Learning how to calculate growth in sales is one of the most important things you can do as a business leader. After all, growth is something every sales company wants to pursue at all times. It ensures your company can continue to thrive in competitive times, and it’s how you know you’re making the right steps in developing your business.
So, how do you calculate your sales growth formula?
What is a Sales Growth Formula?
Sales growth is a term used to refer to increase in the percentage of sales made within a specific time period. It’s a comparative measurement, allowing you to track the progress of your business from one month or year to the next.
The most common sales growth formula looks like this:
Growth = (Sales2 – Sales1) / Sales1 * 100
In this sales growth formula, “Sales2” refers to the net sales you’ve achieved in the current period, while “Sales1” refers to the net sales you’ve achieved in the prior period. For instance, imagine in the first quarter of the year you achieved a net sales number of $200,000, while in the second quarter, you achieved a net sales total of $250,000.
The math would work out as follows:
Growth = (250,000 – 200,000) / 200,000 * 100 = 25
According to this calculation, your growth rate would be 25% between both quarters.
How to Calculate Growth in Sales: Different Methods
One point to keep in mind when you’re calculating sales growth, is there are different ways to examine your progress. Most of the time, the different methods you use will vary depending on the periods you’re looking at. For instance, you can consider:
Monthly sales: For smaller companies, it may make sense to measure a growth in sales from one month to the next. This can help you to track whether your sales are growing from one period to the next in quick succession. However, it doesn’t account for seasonal and annual fluctuations. For instance, your sales in December may be naturally higher than sales in June.
Quarterly sales: Looking at quarterly growth gives you a little more freedom to collect information over a series of months, which can account for a little more fluctuation. However, there’s still a chance some of your quarters will be more valuable than others.
Yearly sales: The easiest way to ensure your entire business is growing is usually to look at the entire year of sales from one year to the next. This helps you to negate any potential fluctuations in monthly revenue.
Whenever you’re calculating your sales growth formula, keep in mind you should also leave room for context. Making notes in your sales calculations when major changes happen can help you to understand progress from one month or year to the next. For instance, if you’ve just launched a new product, you’re likely to have higher sales when the product is still new than you would in general.
Why is it Important to Calculate Growth?
Growth can be affected by a lot of different things in your business. The economy and surrounding factors can influence how successful a business is from one year to another. This could mean that even if you don’t see significant growth one year, your business isn’t necessarily unsuccessful.

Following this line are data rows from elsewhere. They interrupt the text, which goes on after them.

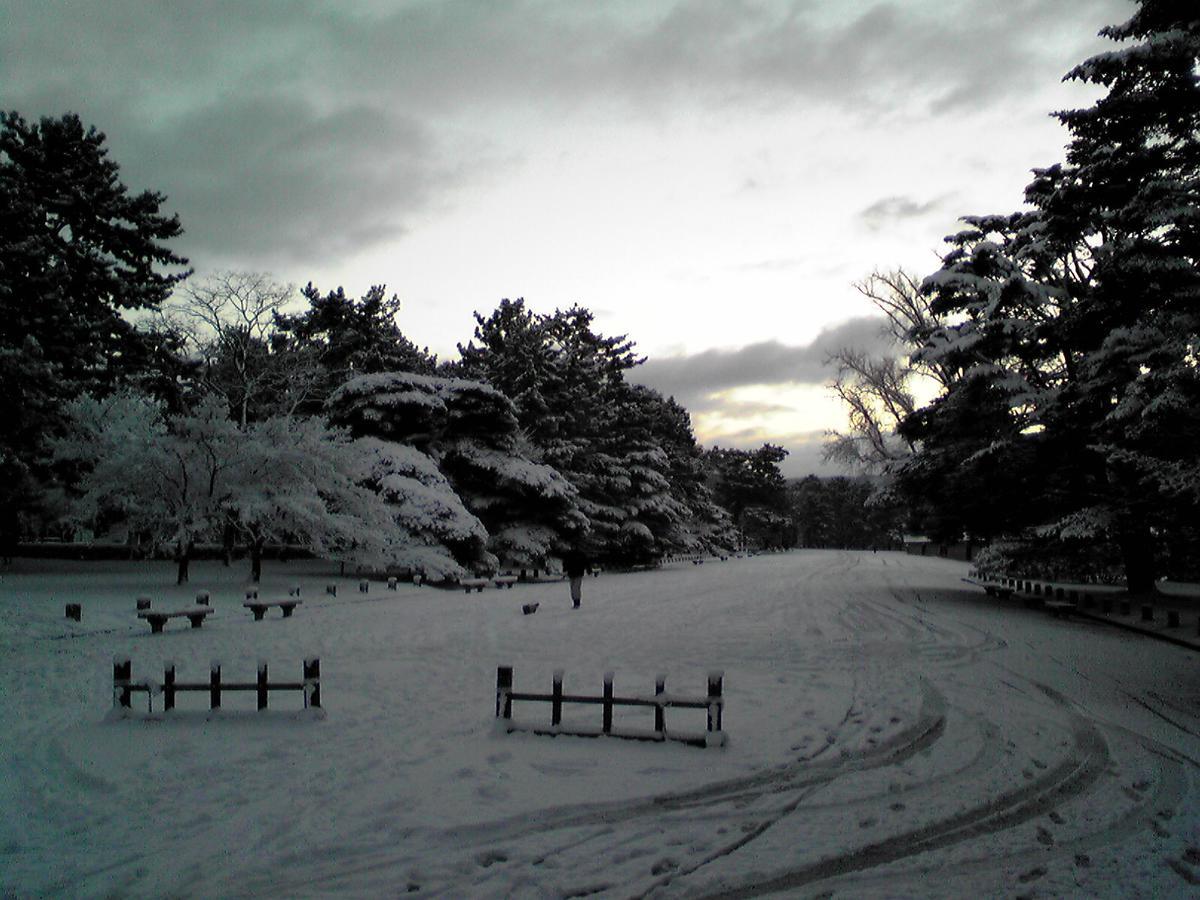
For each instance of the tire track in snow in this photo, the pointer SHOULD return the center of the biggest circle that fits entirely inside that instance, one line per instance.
(485, 840)
(1009, 809)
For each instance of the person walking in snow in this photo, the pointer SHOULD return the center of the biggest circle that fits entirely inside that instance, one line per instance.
(575, 564)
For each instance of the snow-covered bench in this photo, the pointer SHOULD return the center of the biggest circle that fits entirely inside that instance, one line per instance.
(259, 607)
(993, 588)
(157, 618)
(1059, 609)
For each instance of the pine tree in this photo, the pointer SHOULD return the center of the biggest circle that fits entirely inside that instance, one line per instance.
(1075, 325)
(76, 251)
(341, 339)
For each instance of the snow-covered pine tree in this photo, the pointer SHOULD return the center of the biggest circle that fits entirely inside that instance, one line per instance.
(468, 433)
(1075, 323)
(342, 339)
(167, 477)
(77, 251)
(301, 481)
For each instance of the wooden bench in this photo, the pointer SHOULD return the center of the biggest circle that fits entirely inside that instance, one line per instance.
(157, 618)
(259, 607)
(1059, 609)
(991, 588)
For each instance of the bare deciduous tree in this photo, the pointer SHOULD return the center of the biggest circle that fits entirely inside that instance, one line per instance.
(879, 390)
(228, 321)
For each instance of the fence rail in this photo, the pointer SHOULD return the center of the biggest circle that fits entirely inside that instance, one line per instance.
(124, 687)
(714, 703)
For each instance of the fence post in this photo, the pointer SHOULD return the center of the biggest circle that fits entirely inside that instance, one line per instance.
(715, 689)
(262, 685)
(504, 693)
(215, 687)
(556, 711)
(607, 702)
(123, 672)
(312, 683)
(660, 720)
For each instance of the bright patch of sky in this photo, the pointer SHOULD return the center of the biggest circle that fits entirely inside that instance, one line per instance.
(702, 175)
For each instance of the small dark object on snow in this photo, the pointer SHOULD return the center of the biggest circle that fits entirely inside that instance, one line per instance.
(259, 607)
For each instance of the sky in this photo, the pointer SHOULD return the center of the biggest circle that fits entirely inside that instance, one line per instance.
(709, 177)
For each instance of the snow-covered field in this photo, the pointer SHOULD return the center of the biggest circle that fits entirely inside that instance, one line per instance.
(891, 732)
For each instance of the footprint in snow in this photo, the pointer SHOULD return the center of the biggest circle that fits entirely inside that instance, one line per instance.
(1031, 875)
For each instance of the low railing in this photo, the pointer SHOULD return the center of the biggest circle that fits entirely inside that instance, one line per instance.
(124, 685)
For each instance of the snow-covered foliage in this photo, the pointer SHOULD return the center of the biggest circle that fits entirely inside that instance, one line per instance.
(1072, 327)
(467, 433)
(429, 513)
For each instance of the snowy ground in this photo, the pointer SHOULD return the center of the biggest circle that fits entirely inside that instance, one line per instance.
(891, 732)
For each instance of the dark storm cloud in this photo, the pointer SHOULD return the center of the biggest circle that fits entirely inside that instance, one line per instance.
(805, 449)
(307, 127)
(694, 379)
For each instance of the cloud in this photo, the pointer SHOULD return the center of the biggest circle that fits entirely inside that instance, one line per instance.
(315, 130)
(889, 210)
(804, 449)
(694, 378)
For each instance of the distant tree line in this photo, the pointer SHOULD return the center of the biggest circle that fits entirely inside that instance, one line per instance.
(235, 411)
(1062, 342)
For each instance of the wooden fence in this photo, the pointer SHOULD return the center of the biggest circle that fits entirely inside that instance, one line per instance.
(124, 685)
(714, 703)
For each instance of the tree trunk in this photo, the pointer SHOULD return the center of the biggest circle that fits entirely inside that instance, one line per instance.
(184, 557)
(256, 561)
(1138, 555)
(228, 537)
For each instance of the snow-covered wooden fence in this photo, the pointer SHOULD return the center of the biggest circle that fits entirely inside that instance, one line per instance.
(124, 687)
(713, 702)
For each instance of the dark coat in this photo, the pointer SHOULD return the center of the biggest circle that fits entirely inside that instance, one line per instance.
(575, 564)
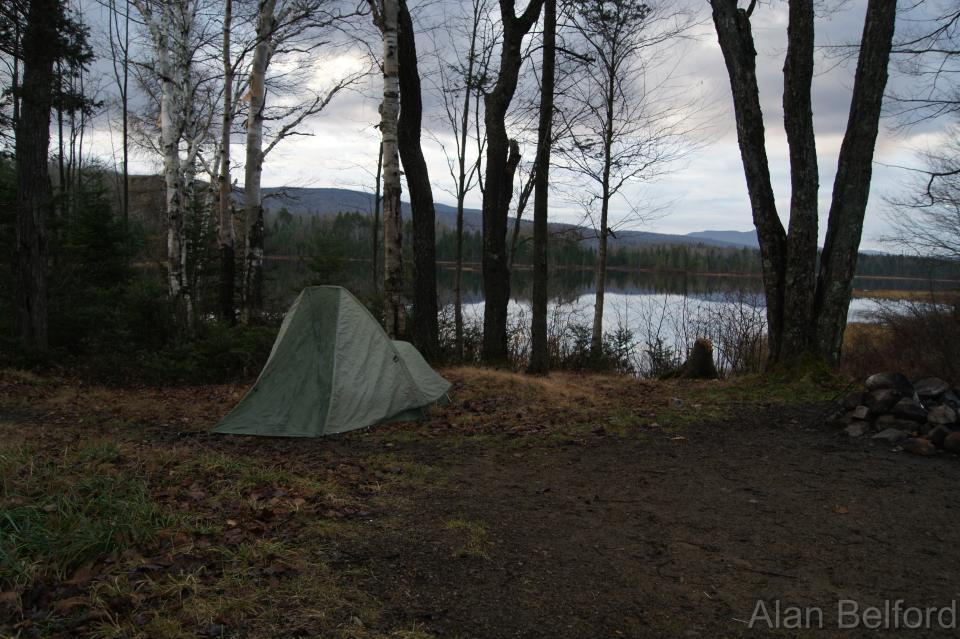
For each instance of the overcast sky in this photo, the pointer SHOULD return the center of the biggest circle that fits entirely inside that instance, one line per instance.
(706, 191)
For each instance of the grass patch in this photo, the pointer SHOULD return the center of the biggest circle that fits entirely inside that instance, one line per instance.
(72, 525)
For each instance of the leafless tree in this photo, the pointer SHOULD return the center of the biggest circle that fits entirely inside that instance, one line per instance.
(386, 16)
(284, 28)
(461, 89)
(806, 305)
(620, 115)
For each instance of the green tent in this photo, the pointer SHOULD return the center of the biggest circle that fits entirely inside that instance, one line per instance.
(333, 369)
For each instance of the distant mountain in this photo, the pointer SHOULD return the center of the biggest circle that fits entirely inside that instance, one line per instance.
(740, 238)
(324, 201)
(330, 201)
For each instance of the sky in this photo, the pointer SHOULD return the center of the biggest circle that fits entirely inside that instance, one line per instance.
(706, 190)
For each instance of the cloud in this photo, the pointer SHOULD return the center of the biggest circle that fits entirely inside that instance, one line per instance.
(708, 191)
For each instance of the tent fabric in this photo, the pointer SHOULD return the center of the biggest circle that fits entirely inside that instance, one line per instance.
(333, 369)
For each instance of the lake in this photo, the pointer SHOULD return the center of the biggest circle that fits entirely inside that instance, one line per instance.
(653, 314)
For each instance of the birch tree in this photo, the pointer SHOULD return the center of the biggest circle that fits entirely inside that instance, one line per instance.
(386, 17)
(461, 88)
(622, 122)
(539, 350)
(424, 327)
(295, 27)
(39, 49)
(226, 234)
(176, 36)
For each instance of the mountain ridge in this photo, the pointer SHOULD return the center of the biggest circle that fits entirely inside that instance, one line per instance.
(325, 201)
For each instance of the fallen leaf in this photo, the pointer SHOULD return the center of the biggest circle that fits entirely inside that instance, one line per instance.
(66, 605)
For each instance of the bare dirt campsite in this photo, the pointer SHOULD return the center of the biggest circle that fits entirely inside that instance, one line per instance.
(574, 506)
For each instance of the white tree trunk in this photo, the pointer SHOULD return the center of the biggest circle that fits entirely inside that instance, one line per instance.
(170, 33)
(392, 221)
(253, 205)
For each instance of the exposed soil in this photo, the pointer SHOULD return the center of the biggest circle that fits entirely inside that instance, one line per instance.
(547, 517)
(672, 538)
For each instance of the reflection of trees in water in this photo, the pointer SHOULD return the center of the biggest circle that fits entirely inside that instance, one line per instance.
(286, 278)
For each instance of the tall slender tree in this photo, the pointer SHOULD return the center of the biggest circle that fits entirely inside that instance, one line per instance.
(424, 329)
(539, 348)
(503, 155)
(806, 309)
(39, 50)
(386, 17)
(226, 234)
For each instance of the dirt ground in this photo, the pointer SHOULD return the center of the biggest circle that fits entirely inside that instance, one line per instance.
(575, 507)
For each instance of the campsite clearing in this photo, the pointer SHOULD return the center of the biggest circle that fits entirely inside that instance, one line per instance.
(568, 507)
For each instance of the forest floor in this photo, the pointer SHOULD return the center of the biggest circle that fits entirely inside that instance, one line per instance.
(568, 507)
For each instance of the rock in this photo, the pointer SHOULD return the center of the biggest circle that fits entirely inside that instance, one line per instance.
(952, 443)
(939, 433)
(852, 400)
(951, 398)
(906, 408)
(930, 387)
(856, 429)
(882, 400)
(890, 421)
(896, 381)
(891, 435)
(699, 364)
(919, 446)
(942, 416)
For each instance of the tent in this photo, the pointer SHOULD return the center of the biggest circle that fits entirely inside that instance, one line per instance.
(333, 369)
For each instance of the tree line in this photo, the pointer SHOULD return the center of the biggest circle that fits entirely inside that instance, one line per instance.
(208, 73)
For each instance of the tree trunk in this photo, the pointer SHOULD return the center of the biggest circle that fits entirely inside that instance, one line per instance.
(124, 104)
(375, 227)
(806, 316)
(226, 235)
(424, 331)
(498, 183)
(253, 202)
(596, 335)
(610, 97)
(525, 192)
(801, 258)
(851, 187)
(539, 348)
(392, 220)
(169, 143)
(34, 196)
(739, 54)
(462, 190)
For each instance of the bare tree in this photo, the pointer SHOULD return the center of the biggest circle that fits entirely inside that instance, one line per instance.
(39, 49)
(119, 38)
(806, 316)
(424, 329)
(539, 349)
(621, 119)
(177, 38)
(927, 50)
(931, 225)
(296, 28)
(461, 88)
(503, 155)
(386, 16)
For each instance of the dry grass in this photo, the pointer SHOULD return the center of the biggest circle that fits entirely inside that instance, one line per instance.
(244, 534)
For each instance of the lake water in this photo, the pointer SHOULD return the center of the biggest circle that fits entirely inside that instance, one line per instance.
(656, 315)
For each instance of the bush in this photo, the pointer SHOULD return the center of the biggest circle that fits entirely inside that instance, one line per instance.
(916, 337)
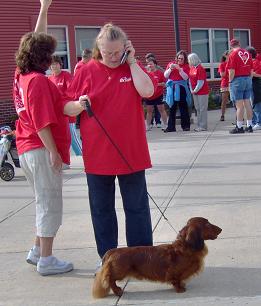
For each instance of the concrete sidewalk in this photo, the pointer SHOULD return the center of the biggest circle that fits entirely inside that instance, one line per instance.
(211, 174)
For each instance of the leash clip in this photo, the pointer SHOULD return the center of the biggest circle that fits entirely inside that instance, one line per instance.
(88, 108)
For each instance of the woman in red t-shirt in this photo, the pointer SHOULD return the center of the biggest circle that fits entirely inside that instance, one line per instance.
(222, 69)
(177, 71)
(157, 98)
(199, 89)
(43, 140)
(114, 140)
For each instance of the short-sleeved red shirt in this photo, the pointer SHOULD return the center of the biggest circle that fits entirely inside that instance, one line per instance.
(257, 66)
(198, 73)
(39, 104)
(241, 61)
(118, 107)
(224, 80)
(174, 75)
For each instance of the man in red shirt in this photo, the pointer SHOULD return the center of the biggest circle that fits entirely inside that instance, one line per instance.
(240, 69)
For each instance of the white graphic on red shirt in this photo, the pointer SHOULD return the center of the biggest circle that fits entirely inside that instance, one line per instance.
(18, 98)
(125, 79)
(244, 56)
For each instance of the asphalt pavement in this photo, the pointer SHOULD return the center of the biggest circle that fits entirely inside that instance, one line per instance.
(212, 174)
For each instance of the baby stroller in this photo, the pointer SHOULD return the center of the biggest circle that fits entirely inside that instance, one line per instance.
(7, 150)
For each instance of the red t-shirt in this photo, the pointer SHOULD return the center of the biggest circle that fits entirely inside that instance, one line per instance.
(198, 73)
(39, 104)
(158, 75)
(78, 66)
(174, 75)
(224, 80)
(241, 61)
(257, 66)
(118, 107)
(62, 81)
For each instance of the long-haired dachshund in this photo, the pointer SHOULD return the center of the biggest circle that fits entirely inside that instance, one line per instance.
(167, 263)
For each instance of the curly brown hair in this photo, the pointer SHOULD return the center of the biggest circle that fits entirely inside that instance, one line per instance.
(182, 52)
(35, 52)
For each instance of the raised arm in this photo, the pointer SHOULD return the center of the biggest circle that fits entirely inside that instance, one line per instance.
(41, 24)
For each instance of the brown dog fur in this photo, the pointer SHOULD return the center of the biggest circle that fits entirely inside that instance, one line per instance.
(167, 263)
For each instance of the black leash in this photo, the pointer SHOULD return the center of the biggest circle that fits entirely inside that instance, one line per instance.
(91, 114)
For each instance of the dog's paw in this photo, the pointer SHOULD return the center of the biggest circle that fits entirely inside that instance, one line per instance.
(118, 291)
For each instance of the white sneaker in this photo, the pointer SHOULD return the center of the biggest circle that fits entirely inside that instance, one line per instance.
(199, 129)
(33, 257)
(164, 126)
(54, 267)
(256, 127)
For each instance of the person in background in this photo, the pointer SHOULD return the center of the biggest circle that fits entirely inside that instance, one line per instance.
(256, 83)
(42, 139)
(157, 98)
(156, 116)
(177, 73)
(224, 84)
(62, 80)
(240, 69)
(199, 89)
(115, 93)
(86, 57)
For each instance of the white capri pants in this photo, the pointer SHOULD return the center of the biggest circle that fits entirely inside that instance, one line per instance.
(201, 106)
(47, 187)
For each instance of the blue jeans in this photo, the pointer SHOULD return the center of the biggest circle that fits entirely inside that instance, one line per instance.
(257, 114)
(136, 207)
(240, 88)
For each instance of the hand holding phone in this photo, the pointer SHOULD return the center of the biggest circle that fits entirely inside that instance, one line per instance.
(124, 57)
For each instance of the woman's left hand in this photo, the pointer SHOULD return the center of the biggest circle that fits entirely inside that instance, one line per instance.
(129, 48)
(83, 99)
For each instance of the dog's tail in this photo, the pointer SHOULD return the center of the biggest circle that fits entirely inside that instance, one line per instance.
(101, 286)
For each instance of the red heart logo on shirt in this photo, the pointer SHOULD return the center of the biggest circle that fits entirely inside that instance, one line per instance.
(244, 56)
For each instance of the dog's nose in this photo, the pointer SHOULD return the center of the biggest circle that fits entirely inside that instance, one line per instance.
(219, 230)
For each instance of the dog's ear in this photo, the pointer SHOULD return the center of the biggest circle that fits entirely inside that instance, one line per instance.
(194, 238)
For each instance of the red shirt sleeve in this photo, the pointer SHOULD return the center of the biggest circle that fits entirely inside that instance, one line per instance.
(41, 103)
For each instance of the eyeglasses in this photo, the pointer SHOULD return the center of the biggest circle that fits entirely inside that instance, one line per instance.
(112, 54)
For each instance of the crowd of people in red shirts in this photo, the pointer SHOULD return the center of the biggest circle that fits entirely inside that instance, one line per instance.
(114, 143)
(240, 71)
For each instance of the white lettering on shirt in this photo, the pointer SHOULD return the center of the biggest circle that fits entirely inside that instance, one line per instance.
(125, 79)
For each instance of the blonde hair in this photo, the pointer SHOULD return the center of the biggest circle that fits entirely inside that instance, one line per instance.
(193, 59)
(111, 32)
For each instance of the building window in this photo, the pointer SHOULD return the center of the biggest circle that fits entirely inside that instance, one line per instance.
(62, 49)
(209, 44)
(85, 37)
(243, 36)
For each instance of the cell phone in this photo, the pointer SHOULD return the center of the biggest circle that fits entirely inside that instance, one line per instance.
(124, 57)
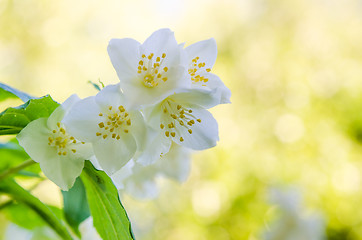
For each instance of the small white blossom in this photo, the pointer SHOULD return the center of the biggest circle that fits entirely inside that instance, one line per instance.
(201, 58)
(150, 71)
(140, 181)
(181, 118)
(48, 142)
(103, 120)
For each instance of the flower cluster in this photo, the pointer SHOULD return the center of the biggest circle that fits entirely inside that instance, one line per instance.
(140, 128)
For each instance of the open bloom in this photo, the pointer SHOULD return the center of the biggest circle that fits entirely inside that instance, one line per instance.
(201, 58)
(181, 118)
(48, 142)
(140, 181)
(150, 71)
(115, 132)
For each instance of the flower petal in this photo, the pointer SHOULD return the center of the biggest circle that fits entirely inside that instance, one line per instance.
(206, 50)
(142, 183)
(82, 120)
(111, 95)
(112, 154)
(218, 88)
(176, 163)
(163, 41)
(62, 170)
(34, 139)
(138, 129)
(60, 111)
(204, 134)
(124, 54)
(157, 144)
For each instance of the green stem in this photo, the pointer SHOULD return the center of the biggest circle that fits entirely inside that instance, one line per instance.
(19, 194)
(16, 169)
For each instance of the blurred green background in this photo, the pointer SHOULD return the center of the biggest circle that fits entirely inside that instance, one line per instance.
(295, 71)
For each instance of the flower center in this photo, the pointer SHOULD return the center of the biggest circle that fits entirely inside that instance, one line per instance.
(196, 70)
(151, 71)
(175, 117)
(114, 122)
(61, 140)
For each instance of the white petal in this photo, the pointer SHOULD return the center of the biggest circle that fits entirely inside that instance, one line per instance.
(83, 150)
(67, 104)
(138, 95)
(82, 120)
(111, 95)
(176, 163)
(206, 50)
(218, 88)
(112, 154)
(204, 135)
(95, 162)
(141, 184)
(124, 54)
(157, 144)
(60, 112)
(163, 41)
(153, 116)
(200, 97)
(62, 170)
(138, 129)
(34, 139)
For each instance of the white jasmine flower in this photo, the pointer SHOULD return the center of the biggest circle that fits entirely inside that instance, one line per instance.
(104, 121)
(201, 59)
(293, 224)
(150, 71)
(140, 181)
(48, 142)
(183, 119)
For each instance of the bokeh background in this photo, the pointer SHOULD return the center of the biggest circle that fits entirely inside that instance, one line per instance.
(295, 71)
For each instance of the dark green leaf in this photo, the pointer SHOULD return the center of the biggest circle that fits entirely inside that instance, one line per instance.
(109, 217)
(23, 216)
(19, 194)
(12, 154)
(13, 120)
(76, 208)
(9, 92)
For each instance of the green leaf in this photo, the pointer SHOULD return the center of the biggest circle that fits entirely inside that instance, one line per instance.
(23, 216)
(13, 120)
(9, 92)
(9, 186)
(76, 208)
(109, 217)
(12, 154)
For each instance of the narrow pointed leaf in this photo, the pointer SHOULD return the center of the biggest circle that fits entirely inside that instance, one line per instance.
(13, 120)
(109, 217)
(19, 194)
(9, 92)
(76, 208)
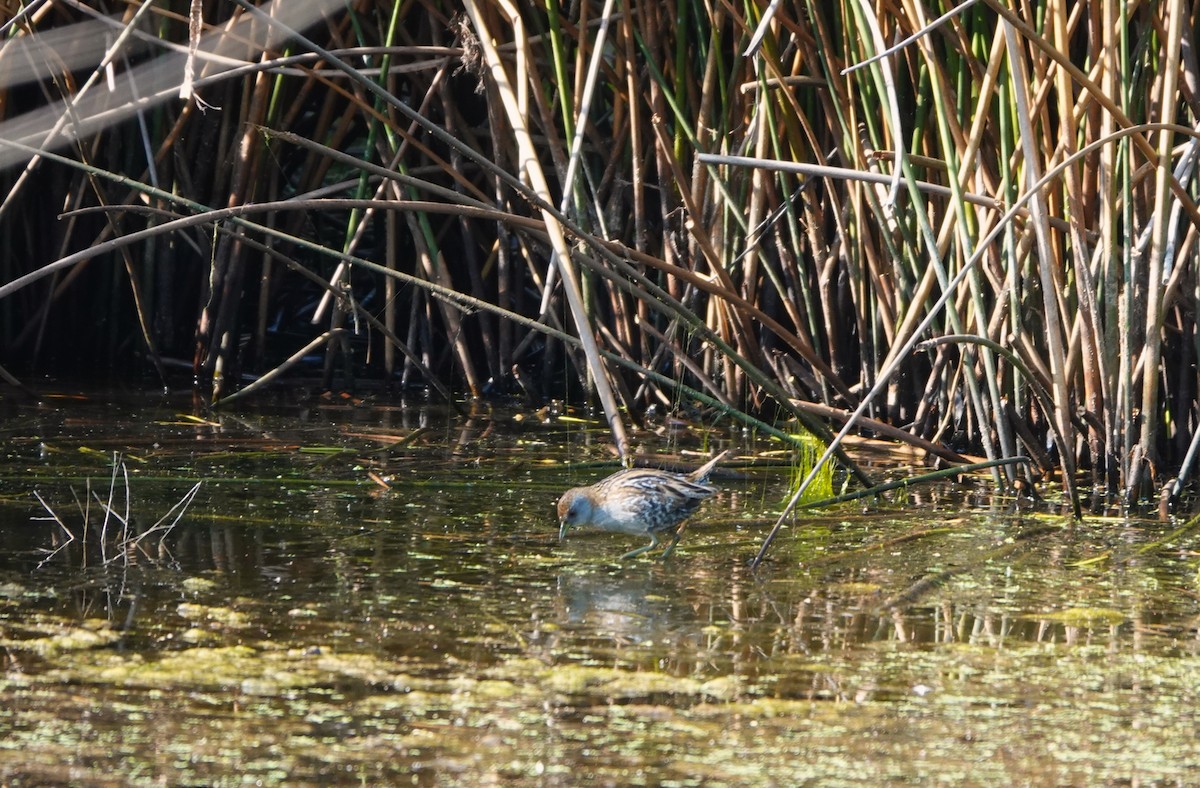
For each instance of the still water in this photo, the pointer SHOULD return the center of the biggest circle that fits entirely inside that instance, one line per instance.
(375, 593)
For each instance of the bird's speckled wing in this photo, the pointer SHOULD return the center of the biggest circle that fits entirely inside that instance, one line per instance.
(655, 498)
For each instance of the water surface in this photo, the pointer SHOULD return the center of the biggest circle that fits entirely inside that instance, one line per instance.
(305, 624)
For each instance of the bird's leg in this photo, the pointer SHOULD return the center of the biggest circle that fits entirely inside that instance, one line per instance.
(675, 540)
(654, 542)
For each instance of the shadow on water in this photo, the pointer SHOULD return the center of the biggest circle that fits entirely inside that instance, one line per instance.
(303, 624)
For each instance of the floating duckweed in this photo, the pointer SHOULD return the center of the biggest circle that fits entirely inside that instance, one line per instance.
(1083, 617)
(198, 584)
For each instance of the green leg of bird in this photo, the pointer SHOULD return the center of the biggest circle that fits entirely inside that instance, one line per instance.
(675, 541)
(654, 542)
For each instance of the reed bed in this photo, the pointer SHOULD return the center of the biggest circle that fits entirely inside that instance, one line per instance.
(969, 228)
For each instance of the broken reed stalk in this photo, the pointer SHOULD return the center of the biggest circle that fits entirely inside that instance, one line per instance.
(613, 158)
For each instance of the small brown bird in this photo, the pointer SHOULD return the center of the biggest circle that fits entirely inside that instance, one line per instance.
(639, 501)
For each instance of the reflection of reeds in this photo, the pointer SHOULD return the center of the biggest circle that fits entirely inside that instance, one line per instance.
(771, 229)
(112, 531)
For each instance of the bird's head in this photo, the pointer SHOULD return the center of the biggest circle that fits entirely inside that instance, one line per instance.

However, the complexity of calculating sales growth doesn’t make it any less important. Calculating and analyzing your sales growth regularly will help you track:
Periodic financial performance: You will learn whether sales are rising between different periods, and if so, how much they’re rising by. If you find your sales are stagnating, you can research why this might be the case.
Profitability: You’ll need to keep a close eye on your sales growth so you can prove your business continues to be profitable. This will be important when you’re trying to attract investors and shareholders.
Opportunity: If your sales growth is stagnating compared to the numbers achieved by your competition, this could be a sign you need to look for other opportunities to grow. Benchmarking your performance against your competition can help you to decide whether you should be investing in new products or exploring different markets.
Above anything else, learning how to calculate growth rate will help you to keep a closer eye on what’s going on within your business landscape, and whether you’re making the right steps towards business success.
What is a good growth rate?
One of the challenges of measuring growth rate is determining what a good growth rate should look like. There’s no one-size-fits-all answer to this question. For the most part, a good growth rate is essentially just whatever your business owners and stakeholders consider it to be.
A good growth rate can also vary from year to year depending on the situation. For instance, during the pandemic, many companies had to accept a lower than usual growth rate, simply because the economy was struggling.